While other methods, such as leaving voicemails, taping post-its to monitors, and putting up flyers around the call center exist, putting the message on the same system the agent has to log into every day may be the best way to ensure the agent sees the message and can act on it in a timely manner. Agents whose work schedules don't correspond with their supervisors, or whose location doesn't, may only be able to receive messages this way. Get your message out.

Tuesday, October 6, 2015

Two Features to Improve Your Queue Servicing

Have you ever waited, on hold, for what seemed like hours, only to get hung up on? What kind of ACD system does that? What were those people thinking? Did you like it? Do you think your clients will? Let's assume the answer is no. What can you do to prevent it?

It turns out that there are two numbers you can control which can help prevent this tragic waste of time:
  1. Maximum Queue Wait - the longest amount of time that can pass before the caller is kicked out of the queue.
  2. Maximum Number of Callers Waiting - the largest number of callers that can sit in the queue before additional callers get kicked out of the queue.
Obviously, different call center software suites will give these numbers different names, but they should be present.  How can these numbers help?

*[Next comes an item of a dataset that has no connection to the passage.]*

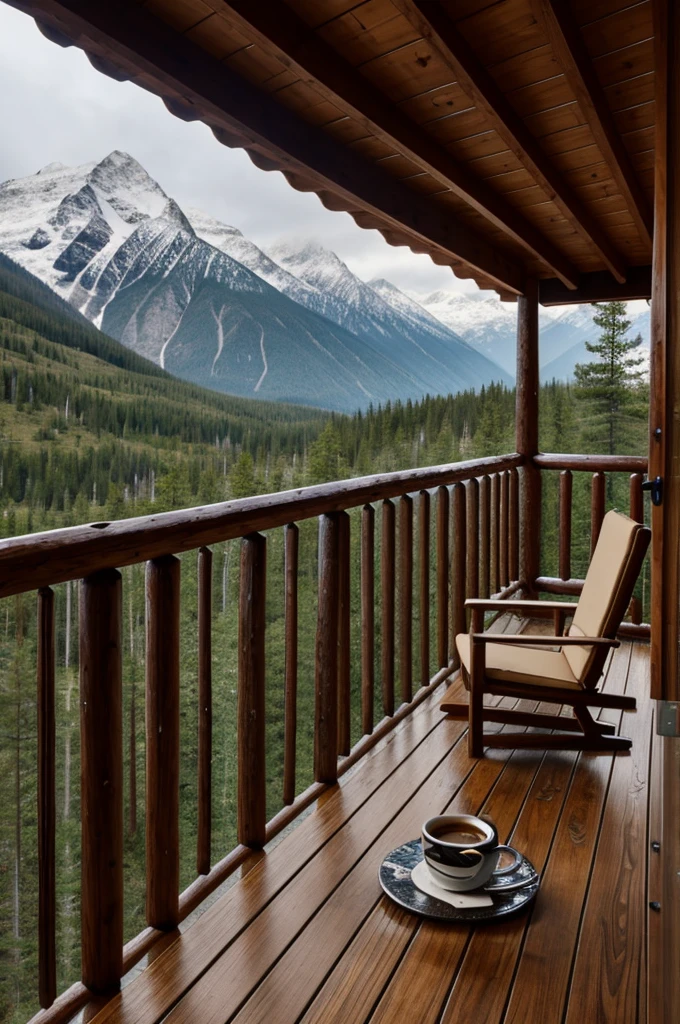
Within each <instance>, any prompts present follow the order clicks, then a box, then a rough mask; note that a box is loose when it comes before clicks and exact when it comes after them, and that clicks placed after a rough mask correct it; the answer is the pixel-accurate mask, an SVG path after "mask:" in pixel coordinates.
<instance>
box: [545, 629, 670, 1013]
mask: <svg viewBox="0 0 680 1024" xmlns="http://www.w3.org/2000/svg"><path fill="white" fill-rule="evenodd" d="M648 668H649V663H648V658H647V656H646V652H645V651H644V650H643V649H641V648H637V649H636V650H634V651H633V655H632V659H631V667H630V671H629V675H628V687H627V690H626V692H627V693H632V694H633V696H635V697H637V698H638V708H639V710H638V711H637V713H636V714H635V715H629V716H627V719H628V722H629V723H630V725H629V735H630V736H631V738H632V739H633V748H632V750H631V752H630V754H629V755H627V756H621V755H617V757H615V758H614V762H613V769H612V772H611V781H610V784H609V792H608V794H607V802H606V807H605V811H604V817H603V820H602V830H601V835H600V841H599V843H598V847H597V854H596V858H595V865H594V868H593V873H592V878H591V884H590V889H589V894H588V902H587V905H586V912H585V915H584V920H583V926H582V929H581V941H580V943H579V948H578V953H577V958H576V964H575V969H573V977H572V983H571V990H570V993H569V998H568V1012H567V1015H566V1022H565V1024H583V1022H584V1021H615V1022H617V1024H635V1022H637V1021H638V1015H639V1004H640V984H641V983H642V984H644V979H643V978H642V977H641V975H642V970H641V969H642V968H643V966H644V953H645V921H646V907H645V903H644V897H645V869H646V857H645V838H646V830H647V785H648V772H649V743H650V739H651V719H652V703H651V701H650V700H649V699H647V694H648V692H649V673H648Z"/></svg>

First thing is first. When setting up your IVR, make sure that callers who get bounced out of your queue get directed somewhere helpful. Having the call end with no further input does not help. Transferring to a different queue, offering to take a voicemail, or even just playing an audio file explaining that the call center is overloaded at the moment are all better options. Your dialplan  builder should have some choices for you.

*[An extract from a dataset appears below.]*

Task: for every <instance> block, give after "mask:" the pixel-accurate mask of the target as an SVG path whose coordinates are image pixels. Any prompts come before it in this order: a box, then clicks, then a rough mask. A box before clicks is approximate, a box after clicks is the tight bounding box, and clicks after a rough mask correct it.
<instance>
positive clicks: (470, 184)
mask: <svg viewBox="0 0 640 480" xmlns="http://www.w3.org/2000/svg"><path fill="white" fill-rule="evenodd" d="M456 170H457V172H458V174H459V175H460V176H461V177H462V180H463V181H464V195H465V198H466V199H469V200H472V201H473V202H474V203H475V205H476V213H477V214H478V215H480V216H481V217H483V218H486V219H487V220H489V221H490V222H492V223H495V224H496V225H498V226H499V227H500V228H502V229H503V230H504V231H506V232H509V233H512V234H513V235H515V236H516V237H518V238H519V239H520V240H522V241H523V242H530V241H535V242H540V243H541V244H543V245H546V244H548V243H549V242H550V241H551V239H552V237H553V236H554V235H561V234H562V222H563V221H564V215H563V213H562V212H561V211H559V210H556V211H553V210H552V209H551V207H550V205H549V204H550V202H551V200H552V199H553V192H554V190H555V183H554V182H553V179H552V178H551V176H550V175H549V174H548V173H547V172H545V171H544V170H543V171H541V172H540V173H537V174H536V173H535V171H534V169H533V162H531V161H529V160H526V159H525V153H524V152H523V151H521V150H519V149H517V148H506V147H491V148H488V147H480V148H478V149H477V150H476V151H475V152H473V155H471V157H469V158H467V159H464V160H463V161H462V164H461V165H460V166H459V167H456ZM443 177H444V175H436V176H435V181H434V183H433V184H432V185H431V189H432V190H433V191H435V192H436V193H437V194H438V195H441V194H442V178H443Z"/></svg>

If you're planning on using the Maximum Queue Wait, think about what a reasonable value is. If you expect that most calls should reach an agent in 5 minutes under normal circumstances, it's not reasonable to set a timeout of 3 hours. If you set it to 3 hours, then there is almost certainly somebody who will wait the full 3 hours at some point. Save them the aggravation, and save yourself the angry letter or upset former customer. Think about what the maximum should be in the worst case.

If you're looking to reduce aggravation, setting the Maximum Number of Callers may be the better way to go. If this number is exceeded, something happens right away. No waiting for some maximum timeout to be reached. If you allow 30 concurrent callers waiting, when #31 shows up, he or she is redirected elsewhere. This method can make more sense if you know there are only a dozen agents working, for instance, calls typically take 30 minutes, and you don't want people to have to wait that long. You could set it to 5-10 maximum concurrent waiters, and let the rest drop through.

Sometimes finding the best method requires a little experimentation. Do experiment before you go live, and don't be afraid to tweak these values a bit. After all, they are trying to contact you. Do your best to let them do so.